The two were obviously good friends as well as professional colleagues, and it was always interesting to compare what Tomory said about the Gallery's collection in reports to the Council and interviews, compared to what he wrote to Waterhouse. Waterhouse was also part of an international network of art historians Tomory called upon to assist with attributing works, sending letters and photos flying round the world for a good old connoisseurial appreciation.
I got reminiscing about these letters when I saw this Guardian article last week, about an exhibition of fakes and copies from the collection that the National Gallery, London, will be holding next June. Director Nicholas Penny is taking a charmingly pragmatic approach to the matter:
"The history of mistakes encourages extreme caution and extreme humility," he said.
"I wish we had more fakes [in the collection]. You only get good at spotting them by seeing them."

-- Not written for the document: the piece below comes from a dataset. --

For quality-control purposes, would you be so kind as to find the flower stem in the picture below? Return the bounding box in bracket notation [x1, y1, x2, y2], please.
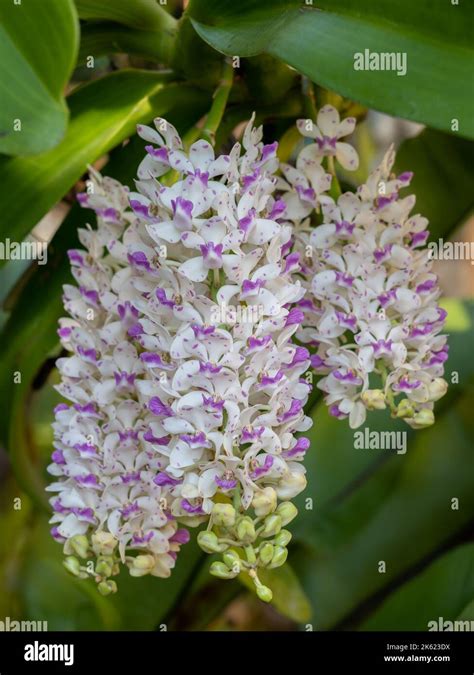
[200, 60, 234, 145]
[327, 155, 341, 200]
[301, 76, 318, 122]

The article also notes that intentional forgeries often look 'right' to contemporary eyes, but within decades start to look very strange. The same point is made in one of my favourite essays from last year, a review by Peter Schjeldahl of two books on the forger Han van Meegeren. He concludes:
The spectre of forgery chills the receptiveness—the will to believe—without which the experience of art cannot occur. Faith in authorship matters. We read the qualities of a work as the forthright decisions of a particular mind, wanting to let it commandeer our own minds, and we are disappointed when it doesn’t. If we are disappointed enough, when the named artist is familiar, we get suspicious. But we can never be certain in every case that someone—a veiled mind—isn’t playing us for suckers. Art lovers are people who brave that possible chagrin.